July 18, 2011

 

Brazil no longer cheapest provider of global beef

 

 

Brazil's role as a provider of cheap beef to the world appears to be over, analysts at Rabobank have said.

 

The agricultural finance specialist has also said in a research report on Brazil's cattle industry that the world will have to pay a higher price for beef if global production is to be stimulated and supply concerns addressed.

 

Authors Wendy Voss and Guilherme Melo said the growth in Brazil's beef industry from a relatively minor player to a global giant over the last three decades was nothing short of incredible.

 

Investment in the supply chain, government support for research and development and a cash injection in land and productivity improvements had all benefited the sector.

 

They stated: "These investments have made Brazil a force to be reckoned with, establishing a reputation as a low-cost supplier of beef around the world."

 

But the pair added: "However, the days of cheap and widely available Brazilian beef appear to be over, with competition for resources from other commodities, increased environmental scrutiny and restrictions, higher land prices, and higher input costs.

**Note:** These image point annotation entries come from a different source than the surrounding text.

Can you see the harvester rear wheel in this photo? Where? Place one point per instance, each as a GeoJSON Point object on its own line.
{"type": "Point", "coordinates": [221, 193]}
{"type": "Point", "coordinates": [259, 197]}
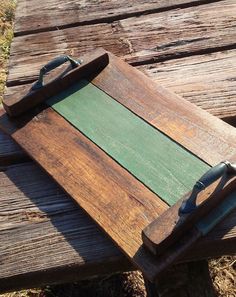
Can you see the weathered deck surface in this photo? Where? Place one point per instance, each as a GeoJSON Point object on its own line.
{"type": "Point", "coordinates": [186, 45]}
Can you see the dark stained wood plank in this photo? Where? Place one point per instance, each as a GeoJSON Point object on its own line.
{"type": "Point", "coordinates": [184, 280]}
{"type": "Point", "coordinates": [188, 125]}
{"type": "Point", "coordinates": [138, 39]}
{"type": "Point", "coordinates": [206, 80]}
{"type": "Point", "coordinates": [10, 152]}
{"type": "Point", "coordinates": [21, 102]}
{"type": "Point", "coordinates": [41, 138]}
{"type": "Point", "coordinates": [70, 13]}
{"type": "Point", "coordinates": [118, 203]}
{"type": "Point", "coordinates": [173, 231]}
{"type": "Point", "coordinates": [209, 81]}
{"type": "Point", "coordinates": [119, 132]}
{"type": "Point", "coordinates": [49, 236]}
{"type": "Point", "coordinates": [55, 241]}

Brazilian cattle prices are likely to remain at above-historical levels, albeit with likely fluctuation patterns in the cattle price sector."

 

Brazil has the world's second largest cattle herd after India. It is the world's biggest beef exporter, having overtaken Australia and the US.

 

But an ever increasing amount of its supplies is likely to be eaten locally. Domestic demand already accounts for 80% of production. The bulk of a 1% increase in production forecast for this year is expected to go to domestic markets, where per capita consumption has in recent years risen 3kg to 37kg annually.

 

That increase in Brazil comes at a time when beef supplies elsewhere are expected to fall, with the output from the EU, US, China and Argentina showing declines this year.

 

Beef cattle numbers in the US are at their lowest level since 1963, although increasing carcase weights have offset the fall. US prices are at record levels and are expected to climb until at least 2014. Argentina has lost its crown as a beef giant as its herd has plummeted seven million head in the last five years due to drought, a shift into soy production and intermittent export restrictions. It will take at least until 2018 for its herd to return to the numbers seen in 2006.

 

Australia's herd is down to 1.6 million.

 

Rabobank said increased environmental scrutiny is likely to have an impact on Brazil's cattle sector, particularly its expansion into the north of the country where it has been blamed for deforestation. Fourteen Brazilian processors have recently been fined EUR729 million (US$1 billion) for buying cattle from farms in the Amazon which illegally exploit deforested areas or slave labour.

 

The report said there was no obvious successor to Brazilian's crown for beef production.

 

It added: "So as demand for meat in developing markets continues to rise and the demand in developed markets recovers, the world will need to pay higher beef prices to stimulate global beef supply."

 

New figures, meanwhile, show an 11% fall in Brazilian beef and veal exports in the first quarter of the year to 198,400 tonnes, down from 221,500 at the same point in 2010.

 

Russia was the biggest buyer at 67,300 tonnes, followed by Iran at 40,700 tonnes, and Venezuela at 16,800 tonnes. The EU bought 8,000 tonnes, of which Italy was the biggest market at 3,300 tonnes, and the Netherlands next at 2,200 tonnes.